To balance it, we either need to add protons to the right-hand side (acidic medium) or negative charges to the left-hand side. Since we are asked about alkaline solutions, let’s do the latter:

$$\ce{C6H12O6 + 2 OH- -> C6H10O6 + 2 e- + 2 H2O}\tag{Ox2}$$

As you can see, the oxidation of sugars consumes hydroxide ions. If you increase the concentration of hydroxide, that will typically increase the reaction rate.
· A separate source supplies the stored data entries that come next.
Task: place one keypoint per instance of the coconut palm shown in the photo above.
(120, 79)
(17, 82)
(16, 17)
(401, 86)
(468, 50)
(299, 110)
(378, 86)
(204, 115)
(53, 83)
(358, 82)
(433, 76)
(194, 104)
Of course, one should always check what the reduced compound is. In your case, it is always a complexated copper(II) ion and is reduced by the following equation:

$$\ce{2Cu^2+ + 2 e- + 2 OH- -> Cu2O v + H2O}\tag{Red}$$

Even here, if we set up the half-reaction, we notice that we are consuming hydroxide. Thus, the overall redox reaction is:

$$\ce{C6H12O6 + 2 Cu^2+ + 4 OH- -> C6H10O6 + Cu2O v + 3 H2O}\tag{Redox}$$

If a reaction consumes hydroxide ions, it is enhanced by basic conditions. Likewise, if a redox reaction consumes protons, it is enhanced by acidic conditions.